5. The expenses for Construction were charged to Local Service but were not spent on the networks. And here is the problem — All of AT&T California is one big sink-hole of cross-subsidies.
The California PUC found:
“Over the full 2010–2017 period, less than 1% of all AT&T capital spending on network plant additions, just under $47 million, was for outside plant rehabilitation projects.
“Extraordinarily small portions of AT&T California’s Plant Additions and Maintenance expenditures have been directed at legacy POTS (Plain Old Telephone Service) services over the 2013–2017 period.”

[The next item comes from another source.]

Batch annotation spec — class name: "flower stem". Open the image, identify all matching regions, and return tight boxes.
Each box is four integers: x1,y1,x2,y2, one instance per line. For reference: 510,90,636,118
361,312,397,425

Yes, this says that AT&T CA spent under $50 million to maintain and repair the basic entire network in California for 8 years. The CA PUC information stops in 2017.
And this is almost identical to Verizon NY, where the expenses that were charged to Local Service were NOT used to upgrade the network. In Verizon NY, overall, local service used only $41 million for 2020, and averaged only $30 million a year on the construction.
This means that on the opening chart, the $1.1 billion in construction and maintenance is overcharged over $1 billion, is most likely being used illegally by Verizon’s wireless subsidiary,
6. The Kicker to the Allocation of Construction Expenses — An Almost Two Decade Model.
This next chart is taken directly from the Verizon NY 2003 and 2020 Annual Reports and it shows that since 2003, virtually 60+ of the construction was charged to Local Service, while the “construction in progress” in NY had 73% put into Local Service.
Just look at the summary of the ‘Networks in Service’ for the years 2003 and 2020, and the percentage of the expenses by line of business, and the ‘under construction’ for 2020.
What this shows is that for almost 2 decades, the entire state wired infrastructure was charged to Local Service; Nonregulated, including FiOS, has been getting a free ride, while BDS, with about double the revenues, is paying ½ of what Local Service paid. And in 2020, Local Service paid a whopping 73% but it did not go to do construction and maintenance.
NOTE: The differences with the opening chart is that the networks have different types of copper and fiber and they are classified in different ways.
Halting these illegal cross-subsidies to the other lines of business would insure that those funds that should have been used for fixing the Digital Divide now be used to deliver what was ignored over the last decade.
As we noted, AT&T CA stated that the wireless networks were being subsidized by the wireline networks. But these entire financial reports are a collection of shell games.
And most important, based on the CPUC Network exam report, these cross-subsidies appear to be identical.
7. Corporate Operations Expense has also been Manipulated
Using the FCC’s last financial report, this chart shows that Local Service was charged 72% of corporate expenses, on average for America, and that AT&T CA allocated 75% of the total; Verizon NY was charged 68%, but — the total amount actually varies by year.
In short, what we have uncovered is the ongoing cross-subsidy of Verizon NY and Verizon’s other lines of business, including wireless, and halting this illegal flow of money could result in billions of dollars that should/could be used to properly upgrade the entire state with fiber optics.
We assume the same applies to AT&T California.
The proposed corporate-funded wireless legislation has been pushed via these cross-subsidies as well and the corporate expenses are obviously the same monies used to influence politicians and fund lobbyists and even ALEC.
With billions of dollars per year that could restructure the future in California, we hope you take our analyses seriously and implement our findings and recommendations.